Interactive images from the Let’s Decide Barcelona ( ) website, which provides information on the different aspects of the participatory process that were implemented in preparation for the Municipal Action Plan 2016-2019. The first depicts the distribution of proposals according to origin, and which ones were incorporated into the strategic thrusts of the plan; the image below, on the left, provides information about the entities and citizens who actively participated in the process; the image on the right represents the number of proposals per inhabitant that were registered in each district, and the volume of support that they received.

Smart city versus technological sovereignty

According to Francesca Bria, Chief Technology and Digital Innovation Officer, today’s digital economy is based on data. That is why the majority of data is concentrated in the hands of very few companies that tend to be technology firms, banks or insurance companies: “We are living in the time of the wild west of the digital economy: data are the oil of the 21st century”, she warns.

Bria accepts that there is still a long way to go and she points out that the Council is in touch with other local authorities in cities such as London, New York and Helsinki, with which to share information in this area. “We need to go beyond static data that relate to the past, and monitor the city’s dynamic data, in other words, the data that speak to us in real time about mobility or pollution levels, for example,” explains Bria.
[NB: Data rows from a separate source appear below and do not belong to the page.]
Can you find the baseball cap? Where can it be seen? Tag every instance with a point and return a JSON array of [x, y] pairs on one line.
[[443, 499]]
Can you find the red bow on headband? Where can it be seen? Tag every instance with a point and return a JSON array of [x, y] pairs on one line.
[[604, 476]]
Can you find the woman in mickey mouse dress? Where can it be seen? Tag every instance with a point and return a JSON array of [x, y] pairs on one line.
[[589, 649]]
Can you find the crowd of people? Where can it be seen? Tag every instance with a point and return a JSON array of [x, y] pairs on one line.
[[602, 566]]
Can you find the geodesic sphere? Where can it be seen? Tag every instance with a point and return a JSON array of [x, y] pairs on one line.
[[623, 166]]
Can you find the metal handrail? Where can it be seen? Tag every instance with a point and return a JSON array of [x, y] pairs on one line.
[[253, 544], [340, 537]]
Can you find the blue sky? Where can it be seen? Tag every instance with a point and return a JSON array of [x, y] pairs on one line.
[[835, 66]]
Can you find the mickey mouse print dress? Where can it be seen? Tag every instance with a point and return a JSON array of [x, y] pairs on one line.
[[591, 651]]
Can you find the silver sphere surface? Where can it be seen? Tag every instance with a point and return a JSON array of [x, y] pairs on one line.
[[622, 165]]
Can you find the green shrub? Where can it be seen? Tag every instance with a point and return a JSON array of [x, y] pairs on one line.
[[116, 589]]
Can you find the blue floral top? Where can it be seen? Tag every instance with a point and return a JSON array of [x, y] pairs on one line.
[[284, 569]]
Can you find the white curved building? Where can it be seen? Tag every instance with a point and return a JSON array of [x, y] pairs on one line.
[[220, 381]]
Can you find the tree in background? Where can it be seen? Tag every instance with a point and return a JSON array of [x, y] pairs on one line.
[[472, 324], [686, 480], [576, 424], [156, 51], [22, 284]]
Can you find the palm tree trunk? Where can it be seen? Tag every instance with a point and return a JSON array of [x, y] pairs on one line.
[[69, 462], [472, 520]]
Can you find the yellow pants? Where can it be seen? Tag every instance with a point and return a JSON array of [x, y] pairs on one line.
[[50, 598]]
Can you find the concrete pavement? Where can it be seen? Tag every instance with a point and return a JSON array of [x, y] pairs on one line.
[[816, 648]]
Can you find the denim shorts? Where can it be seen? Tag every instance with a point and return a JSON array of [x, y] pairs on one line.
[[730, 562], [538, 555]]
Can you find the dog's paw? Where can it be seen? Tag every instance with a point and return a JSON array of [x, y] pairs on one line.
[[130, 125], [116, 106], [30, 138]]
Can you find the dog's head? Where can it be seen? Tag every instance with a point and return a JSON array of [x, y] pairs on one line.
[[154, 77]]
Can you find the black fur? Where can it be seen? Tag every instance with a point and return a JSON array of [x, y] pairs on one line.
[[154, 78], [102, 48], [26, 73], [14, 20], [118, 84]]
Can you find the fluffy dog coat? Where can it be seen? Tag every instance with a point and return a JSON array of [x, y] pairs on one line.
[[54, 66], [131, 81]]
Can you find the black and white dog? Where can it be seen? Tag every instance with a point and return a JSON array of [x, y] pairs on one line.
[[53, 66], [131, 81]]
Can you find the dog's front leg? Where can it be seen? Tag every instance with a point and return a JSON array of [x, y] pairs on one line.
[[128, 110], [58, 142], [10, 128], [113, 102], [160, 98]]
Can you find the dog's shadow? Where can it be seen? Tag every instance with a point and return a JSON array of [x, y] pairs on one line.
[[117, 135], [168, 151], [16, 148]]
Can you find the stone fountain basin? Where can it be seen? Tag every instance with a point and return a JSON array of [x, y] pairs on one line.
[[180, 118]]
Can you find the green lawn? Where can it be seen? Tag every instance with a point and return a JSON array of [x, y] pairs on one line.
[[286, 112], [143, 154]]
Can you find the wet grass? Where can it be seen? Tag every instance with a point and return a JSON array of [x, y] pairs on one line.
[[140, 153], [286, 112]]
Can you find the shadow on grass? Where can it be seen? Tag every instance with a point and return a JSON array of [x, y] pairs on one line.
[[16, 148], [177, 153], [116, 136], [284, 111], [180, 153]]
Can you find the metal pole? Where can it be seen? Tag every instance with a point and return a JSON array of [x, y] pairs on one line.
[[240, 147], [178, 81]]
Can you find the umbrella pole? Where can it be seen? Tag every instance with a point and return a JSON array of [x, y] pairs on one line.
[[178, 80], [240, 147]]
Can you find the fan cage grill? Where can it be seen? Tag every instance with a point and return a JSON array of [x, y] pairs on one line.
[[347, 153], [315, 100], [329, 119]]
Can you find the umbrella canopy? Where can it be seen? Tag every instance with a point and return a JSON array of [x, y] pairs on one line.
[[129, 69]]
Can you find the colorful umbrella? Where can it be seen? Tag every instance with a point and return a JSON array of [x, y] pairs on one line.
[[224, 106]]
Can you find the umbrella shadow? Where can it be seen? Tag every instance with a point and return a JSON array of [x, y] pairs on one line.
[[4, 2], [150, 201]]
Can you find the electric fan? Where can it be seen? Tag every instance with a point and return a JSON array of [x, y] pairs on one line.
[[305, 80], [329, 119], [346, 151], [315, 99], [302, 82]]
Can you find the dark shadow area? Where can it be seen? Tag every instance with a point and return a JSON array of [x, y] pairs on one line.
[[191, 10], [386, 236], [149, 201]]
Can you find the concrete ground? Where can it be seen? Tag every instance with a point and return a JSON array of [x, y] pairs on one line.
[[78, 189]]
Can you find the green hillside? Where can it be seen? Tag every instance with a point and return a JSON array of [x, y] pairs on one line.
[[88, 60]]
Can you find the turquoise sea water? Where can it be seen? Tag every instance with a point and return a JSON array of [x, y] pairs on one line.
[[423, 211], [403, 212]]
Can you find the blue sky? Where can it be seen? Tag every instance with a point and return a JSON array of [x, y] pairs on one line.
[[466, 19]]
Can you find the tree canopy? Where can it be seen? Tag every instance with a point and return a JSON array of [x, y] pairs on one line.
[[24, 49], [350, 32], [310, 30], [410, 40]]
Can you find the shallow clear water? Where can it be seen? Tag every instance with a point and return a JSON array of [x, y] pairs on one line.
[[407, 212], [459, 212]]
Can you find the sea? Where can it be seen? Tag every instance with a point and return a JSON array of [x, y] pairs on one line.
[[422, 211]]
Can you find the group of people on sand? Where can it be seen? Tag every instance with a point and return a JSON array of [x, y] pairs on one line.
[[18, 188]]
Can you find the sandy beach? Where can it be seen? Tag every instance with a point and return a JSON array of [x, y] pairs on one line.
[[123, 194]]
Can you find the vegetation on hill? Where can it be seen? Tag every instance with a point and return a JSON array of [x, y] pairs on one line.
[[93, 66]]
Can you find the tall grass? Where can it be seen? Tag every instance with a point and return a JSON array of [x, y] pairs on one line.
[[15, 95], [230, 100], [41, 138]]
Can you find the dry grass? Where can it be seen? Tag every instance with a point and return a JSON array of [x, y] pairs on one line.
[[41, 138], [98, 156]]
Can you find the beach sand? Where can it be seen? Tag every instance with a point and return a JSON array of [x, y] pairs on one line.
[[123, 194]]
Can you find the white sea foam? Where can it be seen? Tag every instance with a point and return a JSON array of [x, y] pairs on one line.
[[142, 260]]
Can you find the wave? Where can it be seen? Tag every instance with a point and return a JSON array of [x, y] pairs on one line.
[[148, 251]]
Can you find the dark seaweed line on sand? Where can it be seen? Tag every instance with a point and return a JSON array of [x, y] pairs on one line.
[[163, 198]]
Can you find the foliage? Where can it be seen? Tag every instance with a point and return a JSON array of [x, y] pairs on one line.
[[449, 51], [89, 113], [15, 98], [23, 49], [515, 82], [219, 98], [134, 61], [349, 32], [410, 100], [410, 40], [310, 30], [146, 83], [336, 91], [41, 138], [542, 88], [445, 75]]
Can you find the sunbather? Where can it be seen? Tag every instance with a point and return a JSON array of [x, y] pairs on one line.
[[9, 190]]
These data are useful for the City Council and they must be accessible to it so that it can improve its services”.

In October, the City Council presented its Barcelona Digital City Plan 2017-2020. The Transition to Technological Sovereignty, which has a budget of 65.6 million euros. This plan sets out to guide the Council’s digital transformation by laying down the standards for open code and free programming software. “We have included a clause by which all the information in contracts with external providers and the resulting activities (cleaning, lighting, the bicing bike-share system, etc.) must be made public, because they relate to public facilities”, explains Bria.

She maintains that we need to diversify the digital economy so that it is not “in the hands of some companies, as happened with the idea of the smart city, which put technology before anything else simply to make money”. For Bria, the answer lies in putting all the Council’s digital efforts into hiring Catalan SMEs to provide services. “To do this, our digital plan allocates ten million euros to innovative public procurement, and this means adapting the Council’s relationships with providers to include SMEs”, she explains.

Making data more than just a juicy business resource for the private sector and ensuring that it provides returns for the public purse would be the first step in achieving technological sovereignty. But there is no sovereignty without social empowerment. Many members of the public are unaware about what is done with their personal data. “The digital economy often violates our basic rights to privacy,” claims Bria. “We have to intervene here, to ensure that members of the public really are the sole owners of their data”. In addition, Bria talks about how the Council needs to exercise its public leadership to set out the priorities for putting technology at the service of the public.

The participation process Decidim Barcelona (Deciding Barcelona)

The first example that Francesca Bria gives when she’s asked how the public leadership of council policies should be developed through transparency and technology is the participation process that helped to elaborate the Municipal Action Plan (PAM) 2016-2019, which began in October 2015, with the name of Decidim Barcelona. The Head of Projects at Barcelona’s Residents Federation (FAVB), Joan Maria Soler, gives a positive evaluation of the work done: “There has a been a clear desire on the part of the Council to implement participation processes, with an intensity that had not been seen before.”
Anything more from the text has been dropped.